When they got to this barrier to their path, Halcyone paused and leaned
upon it.
"Mortal," she said, "you are wandering in a maze. You have come thus far
because I have led you, but you would have fallen if you had walked so
fast alone. Now look, and I will show you the lily-of-the-valley
cups--there are only a few there under the shelter of the gray stone
arch. Come."
And she opened the gate, letting go of his hand as she glided beyond.
"I cannot and will not hazard a step if you leave me," he called, and
she came back and gave him again her soft fingers to hold. So at last
they reached the summer house at the end of the second terrace, where
the archway was where old William kept his tools.
There were very few flowers out, but a mass of wild roses, and still
some May tulips bloomed, while from the meadow beneath them came that
indescribable freshness which young clover gives.
John Derringham knew now that he was dreaming--or drunk with some nectar
which was not of earth. And still she led him on, and then pointed to
the old bench which he could just see.
"We shall sit here," she said, "and Aphrodite shall tell us your
future--for see, she, too, loves the night and comes here with me."
And to his intense astonishment, as he peered on to the table, he saw a
misty mass of folds of silk, and there lay the goddess's head, that
Halcyone had shown to him that day in the long gallery more than a month
ago.
He was so petrified with surprise at the whole thing that he had ceased
to reason. Everything came now as a matter of course, like the
preposterous sequence of events in a dream. The Aphrodite lay, as a
woman caressed, half buried in her silken folds, but Halcyone lifted her
up and propped her against a stone vase which was near, letting the silk
fall so that the broken neck did not show, and it seemed as if a living
woman's face gazed down upon them.
John Derringham's eyes were growing more accustomed to the darkness, or
Halcyone really had some magic power, for it seemed to him that he could
see the divine features quite clearly.
"She is saying," the soft voice of his companion whispered in his ear,
"that all the things you will grasp with your hands are but dreams--and
the things that you now believe to be dreams are all real."

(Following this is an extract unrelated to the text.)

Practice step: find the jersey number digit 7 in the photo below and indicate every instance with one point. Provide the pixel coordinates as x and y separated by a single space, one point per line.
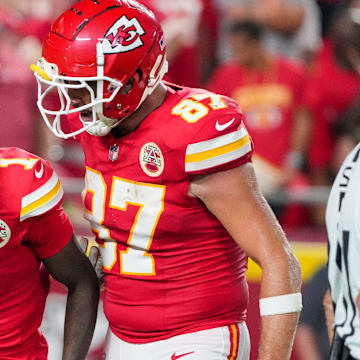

"And are you a dream, you sweet?" asked John Derringham. "Or are you
tangible, and must I drink the poison cup, after all?"
"I would give you no noxious wine," she answered. "If you were strong
and wise and true, only the fire which I have stolen from heaven could
come to you."
"Long ago," he said, "you gave me an oak-leaf, dryad, and I have kept it
still. What now will you grant to me?"
"Nothing, since you fear--" and she drew back.

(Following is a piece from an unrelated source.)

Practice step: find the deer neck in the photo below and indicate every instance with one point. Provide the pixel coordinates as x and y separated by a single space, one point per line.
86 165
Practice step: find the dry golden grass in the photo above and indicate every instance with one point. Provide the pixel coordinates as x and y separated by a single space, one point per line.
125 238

"I do not fear," he answered wildly. "Halcyone!--sweetheart! I want
you--here--next my heart. Give me--yourself!"
Then he stretched out his arms and drew her to him, all soft and loving
and unresisting, and he pressed his lips to her pure and tender lips.
And it seemed as if the heavens opened, and the Night poured down all
that was divine of bliss.
But before he could be sure that indeed he held her safely in his arms,
she started forward, releasing herself. Then, clasping Aphrodite and her
silken folds, with a bound she was far beyond him, and had disappeared
in the shadow of the archway, on whose curve the last rays of moonlight
played, so that he saw it outlined and clear.

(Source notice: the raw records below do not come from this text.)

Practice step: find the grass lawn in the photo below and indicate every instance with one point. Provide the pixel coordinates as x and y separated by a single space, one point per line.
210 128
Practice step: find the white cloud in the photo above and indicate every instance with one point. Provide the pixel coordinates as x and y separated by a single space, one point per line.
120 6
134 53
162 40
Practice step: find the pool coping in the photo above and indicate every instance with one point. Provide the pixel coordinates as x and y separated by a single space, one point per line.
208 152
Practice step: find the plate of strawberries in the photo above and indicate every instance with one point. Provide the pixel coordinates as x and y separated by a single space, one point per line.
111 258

He strode forward to follow her, but to his amazement, when he reached
the place, she seemed to vanish absolutely in front of his eyes, and
although he lit a match and searched everywhere, not the slightest trace
of her could he find, and there was no opening or possible corner into
which she could have disappeared.
Absolutely dumbfounded, he groped his way back to the bench, and sitting
down buried his head in his hands. Surely it was all a dream, then, and
he had been drunk--with the Professor's Falernian wine--and had wandered
here and slept. But, God of all the nights, what an exquisite dream!